Feynman's trick VI

Interesting integral involving the integral representation of $\sec(x)$

We prove the following result using Feynman's trick and the integral respresentation of $\sec(x)$ \[\int_{0}^{\frac{\pi}{2}} \operatorname{arctanh}^2(\sin(x)) dx = \frac{\pi^3}{8}\]
Proof
\begin{align*} S=\int_{0}^{\frac{\pi}{2}} \operatorname{arctanh}^2(\sin(x)) dx = & \int_{0}^{1} \frac{\operatorname{arctanh}^2 w}{\sqrt{1-w^2}} dw \quad (w \mapsto \sin(x))\\ =& \frac{1}{4} \int_{0}^{1} \frac{\ln^2\left(\frac{1+w}{1-w}\right)}{\sqrt{1-w^2}} dw \\ =& \frac{1}{4} \int_{1}^{\infty} \frac{\ln^2(r) }{\sqrt{r}(1+r)} dr \quad \left(r \mapsto \frac{1+w}{1-w}\right)\\ =& \frac{1}{4} \int_{0}^{1} \frac{\ln^2(s) }{\sqrt{s}(1+s)} ds \quad (s \mapsto \frac{1}{r})\\ \end{align*} \[ \therefore S = \frac{1}{4} \int_{0}^{\infty} \frac{\ln^2(r) }{\sqrt{r}(1+r)} dr - \underbrace{\frac{1}{4} \int_{0}^{1} \frac{\ln^2(r) }{\sqrt{r}(1+r)} dr}_{S} = \underbrace{\frac{1}{4} \int_{1}^{\infty} \frac{\ln^2(r) }{\sqrt{r}(1+r)} dr}_{S}\] \begin{align*} \therefore 2S =& \frac{1}{4} \int_{0}^{\infty} \frac{\ln^2(r) }{\sqrt{r}(1+r)} dr\\ =& \frac{1}{4} \int_{0}^{\infty} \frac{ \frac{d^2}{dt^2}\Big|_{t=0+} r^t }{\sqrt{r}(1+r)} dr\\ =& \frac{1}{4} \frac{d^2}{dt^2}\Big|_{t=0+} \int_{0}^{\infty} \frac{ r^{t-\frac{1}{2}} }{(1+r)} dr\\ \end{align*} Recall the integral representation of $\sec(x)$ (Proof in the appendix at the end): \[\sec(x) = \frac{2}{\pi} \int_{0}^{\infty} \frac{y^{\frac{2x}{\pi}}}{y^2+1} dy \; \underset{v=y^2}{\Longrightarrow}\; \pi \sec(\pi x) = \int_{0}^{\infty} \frac{v^{x-\frac{1}{2}}}{v+1}dv \] Therefore \begin{align*} S = \frac{1}{8} \frac{d^2}{dt^2}\Big|_{t=0+} \int_{0}^{\infty} \frac{ r^{t-\frac{1}{2}} }{(1+r)} dr =& \frac{1}{8} \frac{d^2}{dt^2}\Big|_{t=0+} \pi \sec(\pi t)\\ =& \lim_{t \to 0+} \frac{\pi^3}{8}\sec(\pi t)\left[\tan^2(\pi t) + \sec^2(\pi t)\right]\\ =& \frac{\pi^3}{8} \end{align*} \[\boxed{\int_{0}^{\frac{\pi}{2}} \operatorname{arctanh}^2(\sin(x)) dx = \frac{\pi^3}{8}}\]

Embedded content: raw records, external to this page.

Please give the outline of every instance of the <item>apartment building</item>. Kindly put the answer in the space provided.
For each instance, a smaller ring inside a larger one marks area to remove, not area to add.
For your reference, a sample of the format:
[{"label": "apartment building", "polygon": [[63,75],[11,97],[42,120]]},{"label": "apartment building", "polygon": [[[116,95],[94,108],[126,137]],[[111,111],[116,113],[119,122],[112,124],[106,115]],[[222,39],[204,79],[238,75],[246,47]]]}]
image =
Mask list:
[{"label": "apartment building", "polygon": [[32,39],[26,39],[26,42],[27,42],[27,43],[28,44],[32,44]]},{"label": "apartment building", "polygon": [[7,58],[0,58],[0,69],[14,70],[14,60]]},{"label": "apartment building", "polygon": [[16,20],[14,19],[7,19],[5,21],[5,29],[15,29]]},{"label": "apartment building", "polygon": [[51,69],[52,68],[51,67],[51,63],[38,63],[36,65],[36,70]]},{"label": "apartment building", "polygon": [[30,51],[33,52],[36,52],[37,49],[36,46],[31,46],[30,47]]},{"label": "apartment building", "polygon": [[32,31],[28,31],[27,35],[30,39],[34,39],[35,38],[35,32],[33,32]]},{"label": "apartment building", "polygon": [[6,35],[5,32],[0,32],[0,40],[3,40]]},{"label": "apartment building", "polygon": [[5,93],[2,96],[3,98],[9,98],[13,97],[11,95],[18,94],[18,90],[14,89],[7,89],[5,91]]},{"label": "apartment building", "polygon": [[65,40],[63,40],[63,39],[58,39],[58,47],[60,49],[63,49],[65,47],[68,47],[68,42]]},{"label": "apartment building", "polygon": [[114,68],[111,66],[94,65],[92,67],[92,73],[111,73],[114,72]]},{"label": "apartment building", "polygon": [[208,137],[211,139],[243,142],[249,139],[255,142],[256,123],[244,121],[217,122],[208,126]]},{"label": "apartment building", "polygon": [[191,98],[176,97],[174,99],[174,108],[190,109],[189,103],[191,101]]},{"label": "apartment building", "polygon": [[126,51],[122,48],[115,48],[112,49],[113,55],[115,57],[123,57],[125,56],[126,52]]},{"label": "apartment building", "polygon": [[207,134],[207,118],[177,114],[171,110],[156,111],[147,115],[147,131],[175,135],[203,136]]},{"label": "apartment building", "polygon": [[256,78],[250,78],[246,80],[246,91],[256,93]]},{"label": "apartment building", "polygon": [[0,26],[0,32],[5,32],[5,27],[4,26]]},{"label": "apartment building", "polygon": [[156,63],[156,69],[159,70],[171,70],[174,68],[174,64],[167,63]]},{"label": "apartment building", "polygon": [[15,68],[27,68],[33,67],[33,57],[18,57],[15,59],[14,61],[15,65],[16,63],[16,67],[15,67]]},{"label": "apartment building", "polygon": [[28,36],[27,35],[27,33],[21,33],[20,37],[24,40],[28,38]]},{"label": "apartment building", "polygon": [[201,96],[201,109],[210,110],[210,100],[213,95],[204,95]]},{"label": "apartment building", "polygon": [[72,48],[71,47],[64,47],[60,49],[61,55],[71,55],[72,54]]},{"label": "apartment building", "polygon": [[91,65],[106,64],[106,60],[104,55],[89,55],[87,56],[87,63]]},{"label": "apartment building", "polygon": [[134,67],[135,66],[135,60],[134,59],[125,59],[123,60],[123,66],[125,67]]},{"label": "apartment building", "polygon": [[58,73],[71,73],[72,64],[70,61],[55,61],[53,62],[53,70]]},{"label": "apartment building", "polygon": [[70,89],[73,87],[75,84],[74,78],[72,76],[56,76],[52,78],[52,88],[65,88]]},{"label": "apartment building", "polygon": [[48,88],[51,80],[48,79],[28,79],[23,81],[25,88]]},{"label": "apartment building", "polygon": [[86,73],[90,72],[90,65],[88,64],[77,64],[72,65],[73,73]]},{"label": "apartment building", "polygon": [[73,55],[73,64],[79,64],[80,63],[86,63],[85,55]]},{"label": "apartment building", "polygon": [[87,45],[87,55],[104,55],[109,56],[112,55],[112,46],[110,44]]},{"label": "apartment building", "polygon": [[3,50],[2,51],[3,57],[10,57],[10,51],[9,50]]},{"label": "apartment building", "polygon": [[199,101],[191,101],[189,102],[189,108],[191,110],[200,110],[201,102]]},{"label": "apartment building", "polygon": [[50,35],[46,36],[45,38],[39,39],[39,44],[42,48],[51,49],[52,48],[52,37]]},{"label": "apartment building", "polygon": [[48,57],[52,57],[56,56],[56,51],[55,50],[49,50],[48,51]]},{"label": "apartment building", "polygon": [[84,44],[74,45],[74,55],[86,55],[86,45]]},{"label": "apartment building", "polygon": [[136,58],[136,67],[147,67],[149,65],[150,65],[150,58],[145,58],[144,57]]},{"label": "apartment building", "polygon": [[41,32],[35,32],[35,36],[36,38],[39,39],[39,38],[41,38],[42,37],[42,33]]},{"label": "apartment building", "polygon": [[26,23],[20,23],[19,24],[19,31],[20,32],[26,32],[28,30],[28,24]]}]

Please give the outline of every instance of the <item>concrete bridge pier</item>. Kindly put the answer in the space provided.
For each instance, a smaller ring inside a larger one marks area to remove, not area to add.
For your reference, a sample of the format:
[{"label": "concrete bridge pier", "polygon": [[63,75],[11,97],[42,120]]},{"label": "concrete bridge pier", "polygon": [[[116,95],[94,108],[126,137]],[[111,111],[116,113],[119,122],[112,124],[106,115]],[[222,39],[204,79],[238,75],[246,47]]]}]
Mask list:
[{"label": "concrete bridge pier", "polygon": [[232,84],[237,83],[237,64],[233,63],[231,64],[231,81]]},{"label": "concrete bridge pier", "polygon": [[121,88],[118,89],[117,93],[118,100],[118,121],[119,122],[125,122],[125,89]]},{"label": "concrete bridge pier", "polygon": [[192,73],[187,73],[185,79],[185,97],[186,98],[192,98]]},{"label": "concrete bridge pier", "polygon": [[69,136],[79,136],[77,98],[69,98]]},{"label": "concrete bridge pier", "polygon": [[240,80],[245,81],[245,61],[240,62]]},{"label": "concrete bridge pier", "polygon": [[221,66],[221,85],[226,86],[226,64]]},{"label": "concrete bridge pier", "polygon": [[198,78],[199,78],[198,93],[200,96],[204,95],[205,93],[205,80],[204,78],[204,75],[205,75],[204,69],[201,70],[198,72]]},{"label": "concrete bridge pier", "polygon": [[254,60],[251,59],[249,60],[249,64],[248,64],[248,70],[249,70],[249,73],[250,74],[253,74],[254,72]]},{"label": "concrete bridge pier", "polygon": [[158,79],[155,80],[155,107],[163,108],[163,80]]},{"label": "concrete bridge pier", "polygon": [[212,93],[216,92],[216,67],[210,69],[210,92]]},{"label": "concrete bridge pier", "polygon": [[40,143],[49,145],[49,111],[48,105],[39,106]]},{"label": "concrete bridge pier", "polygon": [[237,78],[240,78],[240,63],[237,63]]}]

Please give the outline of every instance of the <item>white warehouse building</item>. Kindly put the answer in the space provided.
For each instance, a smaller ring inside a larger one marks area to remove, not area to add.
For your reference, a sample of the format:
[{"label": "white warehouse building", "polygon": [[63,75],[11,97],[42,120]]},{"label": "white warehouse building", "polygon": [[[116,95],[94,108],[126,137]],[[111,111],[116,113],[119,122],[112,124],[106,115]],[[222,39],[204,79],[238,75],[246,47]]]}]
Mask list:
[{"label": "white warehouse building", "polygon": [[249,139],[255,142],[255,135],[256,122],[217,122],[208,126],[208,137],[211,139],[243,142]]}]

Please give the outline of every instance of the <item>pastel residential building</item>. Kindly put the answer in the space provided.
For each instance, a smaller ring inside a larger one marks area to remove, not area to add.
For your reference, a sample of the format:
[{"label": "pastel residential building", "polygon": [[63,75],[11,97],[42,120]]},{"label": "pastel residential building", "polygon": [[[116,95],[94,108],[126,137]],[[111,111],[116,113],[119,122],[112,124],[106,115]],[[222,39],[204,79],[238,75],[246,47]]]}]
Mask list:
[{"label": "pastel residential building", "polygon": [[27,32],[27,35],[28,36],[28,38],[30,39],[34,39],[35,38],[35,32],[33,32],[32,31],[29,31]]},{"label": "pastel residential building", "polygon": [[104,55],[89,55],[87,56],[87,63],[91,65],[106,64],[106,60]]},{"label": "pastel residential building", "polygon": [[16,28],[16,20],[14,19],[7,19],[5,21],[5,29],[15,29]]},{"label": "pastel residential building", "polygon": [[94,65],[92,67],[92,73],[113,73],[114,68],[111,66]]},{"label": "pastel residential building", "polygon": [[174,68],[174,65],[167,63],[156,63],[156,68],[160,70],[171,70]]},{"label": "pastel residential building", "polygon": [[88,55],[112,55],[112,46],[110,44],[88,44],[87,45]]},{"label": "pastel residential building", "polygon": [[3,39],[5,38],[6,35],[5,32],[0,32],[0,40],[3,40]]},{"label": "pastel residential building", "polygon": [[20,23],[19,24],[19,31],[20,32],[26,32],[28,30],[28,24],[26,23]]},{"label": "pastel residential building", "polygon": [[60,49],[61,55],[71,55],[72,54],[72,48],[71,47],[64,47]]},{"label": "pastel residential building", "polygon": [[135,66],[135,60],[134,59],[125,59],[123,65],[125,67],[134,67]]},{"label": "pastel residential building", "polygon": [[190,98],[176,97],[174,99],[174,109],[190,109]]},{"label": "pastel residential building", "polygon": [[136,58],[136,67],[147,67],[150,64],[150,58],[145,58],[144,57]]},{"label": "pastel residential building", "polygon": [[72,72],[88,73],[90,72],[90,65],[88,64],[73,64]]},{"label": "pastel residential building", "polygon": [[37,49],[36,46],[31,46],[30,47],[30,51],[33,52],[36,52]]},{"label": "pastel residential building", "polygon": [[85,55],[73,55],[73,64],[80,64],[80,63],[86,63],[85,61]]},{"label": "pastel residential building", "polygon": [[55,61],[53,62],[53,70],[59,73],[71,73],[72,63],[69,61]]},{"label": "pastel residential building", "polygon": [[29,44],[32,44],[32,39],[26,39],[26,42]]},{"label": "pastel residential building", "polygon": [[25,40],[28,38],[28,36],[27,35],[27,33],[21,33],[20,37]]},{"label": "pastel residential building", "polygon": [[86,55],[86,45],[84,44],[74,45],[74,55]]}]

Appendix: Integral representation of $\sec x$

How do we know that $\displaystyle \sec x= \frac{2}{\pi}\int_{0}^{\infty}\frac{y^\frac{2x}{\pi}}{1+y^2}dy $?

The proof can be obtained trough contour integration in a branch cut but here we will use a more straigthforward approach with the help of the Ramanujan's master theorem

Let $|a|<1$
Recall \[\frac{1}{1+y^2} = \int_{0}^{1} t^{y^2} dt \] Therefore \begin{align*} \int_{0}^{\infty}\frac{y^a}{1+y^2}dy =& \int_{0}^{\infty}\int_{0}^{1} y^a t^{y^2} dtdy\\ =&\int_{0}^{1} \int_{0}^{\infty} y^a t^{y^2} dydt\\ =& \frac{1}{2}\int_{0}^{1} \int_{0}^{\infty} w^{\frac{a}{2}-\frac{1}{2}} t^{w} dwdt \quad (w \mapsto y^2) \end{align*} The integral $\displaystyle \int_{0}^{\infty} w^{\frac{a}{2}-\frac{1}{2}} t^{w} dw$ is the Mellin transform of $\displaystyle t^w$ at $\displaystyle \frac{a+1}{2}$
Recall that \[t^w = e^{w\ln(t)} = \sum_{n=0}^{\infty} \frac{\ln^n(t)w^n}{n!} = \sum_{n=0}^{\infty} \frac{(-\ln(t))^n(-w^n)}{n!} \] Therefore, by Ramanujan's master theorem \[ \int_{0}^{\infty} w^{\frac{a}{2}-\frac{1}{2}} t^{w} dw = \Gamma\left(\frac{a+1}{2}\right)\left[-\ln(t)\right]^{-\frac{a+1}{2}} \] Therefore \begin{align*} \frac{1}{2}\int_{0}^{1} \int_{0}^{\infty} w^{\frac{a}{2}-\frac{1}{2}} t^{w} dwdt =& \frac{1}{2}\int_{0}^{1} \Gamma\left(\frac{a+1}{2}\right)\left[-\ln(t)\right]^{-\frac{a+1}{2}} dt\\ =& \frac{1}{2}\Gamma\left(\frac{a+1}{2}\right)\int_{0}^{1}\left[-\ln(t)\right]^{-\frac{a+1}{2}} dt\\ =& \frac{1}{2}\Gamma\left(\frac{a+1}{2}\right)\int_{0}^{1}v^{-\frac{a+1}{2}}e^{-v} dv \quad (v\mapsto -ln(t))\\ =& \frac{1}{2}\Gamma\left(\frac{a+1}{2}\right)\Gamma\left(\frac{1-a}{2}\right) \end{align*} Finally, recall the Euler's reflection formula \[\Gamma(z)\Gamma(1-z)= \frac{\pi}{\sin \pi z} = \pi \csc \pi z \] Therefore \[\int_{0}^{\infty}\frac{y^a}{1+y^2}dy = \frac{1}{2}\Gamma\left(\frac{a+1}{2}\right)\Gamma\left(\frac{1-a}{2}\right) = \frac{\pi}{2} \csc\left(\pi \frac{1+a}{2}\right)=\frac{\pi}{2} \sec\left(\pi \frac{a}{2}\right)\] If we let $\displaystyle x = \pi \frac{a}{2}$ then $\displaystyle a=\frac{2x}{\pi}$. Then \[\boxed{\frac{2}{\pi}\int_{0}^{\infty}\frac{y^\frac{2x}{\pi}}{1+y^2}dy = \sec x}\]